The change to the PHP code is making use of PHP's json_encode function to print out the id of the business to which the note was added as well as the actual note text. In the javascript code, I added the dataType of 'json' to tell the script what format of response to expect. Once the request is received in the success callback, the data variable is an object with the values we passed through json_encode. So data.id has the business id and data.note has the new note. Using jQuery's html() manipulation function, the inner html of the div is updated to the latest note. The div selector uses the id we passed, so we can update the corresponding div.

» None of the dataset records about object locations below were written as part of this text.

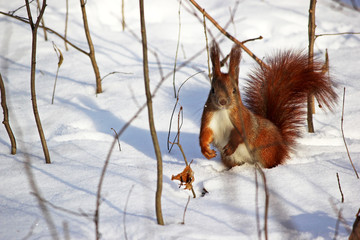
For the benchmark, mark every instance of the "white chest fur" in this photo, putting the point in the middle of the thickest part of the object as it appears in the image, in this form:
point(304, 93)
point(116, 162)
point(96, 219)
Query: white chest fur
point(221, 126)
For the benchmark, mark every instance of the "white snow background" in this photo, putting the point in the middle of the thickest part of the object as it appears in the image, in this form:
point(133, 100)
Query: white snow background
point(304, 194)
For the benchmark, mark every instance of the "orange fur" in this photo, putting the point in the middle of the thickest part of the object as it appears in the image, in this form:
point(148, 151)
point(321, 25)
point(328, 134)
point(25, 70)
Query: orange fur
point(266, 129)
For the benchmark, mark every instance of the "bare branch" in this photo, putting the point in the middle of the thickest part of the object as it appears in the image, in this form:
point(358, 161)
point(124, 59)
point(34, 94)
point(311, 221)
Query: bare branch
point(342, 132)
point(151, 118)
point(222, 30)
point(6, 116)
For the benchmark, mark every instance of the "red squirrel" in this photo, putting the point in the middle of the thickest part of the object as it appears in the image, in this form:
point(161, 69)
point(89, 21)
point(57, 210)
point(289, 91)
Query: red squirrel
point(266, 127)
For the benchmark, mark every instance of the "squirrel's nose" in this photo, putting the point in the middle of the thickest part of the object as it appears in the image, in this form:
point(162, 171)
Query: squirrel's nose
point(223, 102)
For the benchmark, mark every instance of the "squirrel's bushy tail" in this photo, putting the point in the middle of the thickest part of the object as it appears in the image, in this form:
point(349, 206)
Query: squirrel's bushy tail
point(279, 92)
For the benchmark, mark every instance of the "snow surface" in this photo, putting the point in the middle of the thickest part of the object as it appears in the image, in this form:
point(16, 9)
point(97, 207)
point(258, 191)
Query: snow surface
point(304, 192)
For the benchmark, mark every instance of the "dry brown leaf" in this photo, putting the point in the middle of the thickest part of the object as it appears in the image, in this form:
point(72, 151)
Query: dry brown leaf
point(186, 177)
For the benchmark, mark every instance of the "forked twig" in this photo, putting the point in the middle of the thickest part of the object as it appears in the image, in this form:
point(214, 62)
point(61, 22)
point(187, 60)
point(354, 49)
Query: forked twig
point(227, 34)
point(172, 114)
point(342, 132)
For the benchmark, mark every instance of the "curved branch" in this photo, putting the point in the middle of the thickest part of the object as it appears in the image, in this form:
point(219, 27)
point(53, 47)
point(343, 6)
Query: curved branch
point(223, 31)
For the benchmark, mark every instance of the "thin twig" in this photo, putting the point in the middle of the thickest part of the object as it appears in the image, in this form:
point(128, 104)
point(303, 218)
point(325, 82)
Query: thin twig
point(34, 27)
point(222, 30)
point(342, 132)
point(207, 48)
point(31, 230)
point(66, 22)
point(172, 114)
point(342, 195)
point(42, 20)
point(61, 59)
point(336, 34)
point(117, 138)
point(177, 48)
point(159, 216)
point(34, 187)
point(91, 49)
point(258, 167)
point(6, 116)
point(114, 72)
point(183, 222)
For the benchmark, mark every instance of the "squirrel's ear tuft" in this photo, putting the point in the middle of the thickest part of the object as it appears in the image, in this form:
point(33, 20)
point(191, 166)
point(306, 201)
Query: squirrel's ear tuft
point(234, 68)
point(215, 58)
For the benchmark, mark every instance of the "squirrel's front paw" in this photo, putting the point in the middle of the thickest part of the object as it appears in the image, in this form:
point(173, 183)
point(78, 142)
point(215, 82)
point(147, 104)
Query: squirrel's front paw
point(208, 153)
point(228, 149)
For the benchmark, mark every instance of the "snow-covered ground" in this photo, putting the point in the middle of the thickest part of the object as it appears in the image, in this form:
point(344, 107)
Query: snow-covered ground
point(304, 193)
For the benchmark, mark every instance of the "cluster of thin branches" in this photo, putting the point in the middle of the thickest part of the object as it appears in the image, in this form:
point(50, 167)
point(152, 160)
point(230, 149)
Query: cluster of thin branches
point(43, 203)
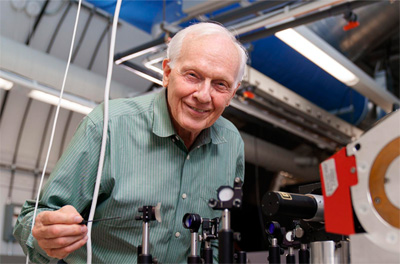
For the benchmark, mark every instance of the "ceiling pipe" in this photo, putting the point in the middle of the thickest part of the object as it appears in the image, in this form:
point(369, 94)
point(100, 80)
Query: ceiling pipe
point(251, 9)
point(33, 64)
point(275, 158)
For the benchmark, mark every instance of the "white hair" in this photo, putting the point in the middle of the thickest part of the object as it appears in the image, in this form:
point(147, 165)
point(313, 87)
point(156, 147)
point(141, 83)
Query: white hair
point(203, 29)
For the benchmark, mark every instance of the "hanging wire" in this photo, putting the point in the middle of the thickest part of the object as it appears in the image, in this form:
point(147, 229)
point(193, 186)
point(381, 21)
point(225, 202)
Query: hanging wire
point(105, 127)
point(55, 119)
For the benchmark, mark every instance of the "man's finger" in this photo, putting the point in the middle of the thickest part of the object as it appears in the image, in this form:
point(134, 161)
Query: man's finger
point(63, 216)
point(61, 253)
point(60, 242)
point(56, 231)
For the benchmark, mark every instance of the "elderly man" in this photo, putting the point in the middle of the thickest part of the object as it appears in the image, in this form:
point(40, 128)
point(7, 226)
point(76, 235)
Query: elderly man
point(172, 148)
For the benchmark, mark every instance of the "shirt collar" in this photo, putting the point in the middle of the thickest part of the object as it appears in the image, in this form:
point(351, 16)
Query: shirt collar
point(162, 125)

Also, this is slightly off topic, but make sure you always use mysql_real_escape_string when putting values into a query like you are. If you do not use this, your queries will be vulnerable and susceptible to injection attacks, and they are not pretty. If a customer decided to enter a note value of ');DROP TABLE businesses; you'd really feel the pain. Preferably, switch to PDO or MySQLi and use prepared statements, as they are the 'correct' way of doing queries nowadays.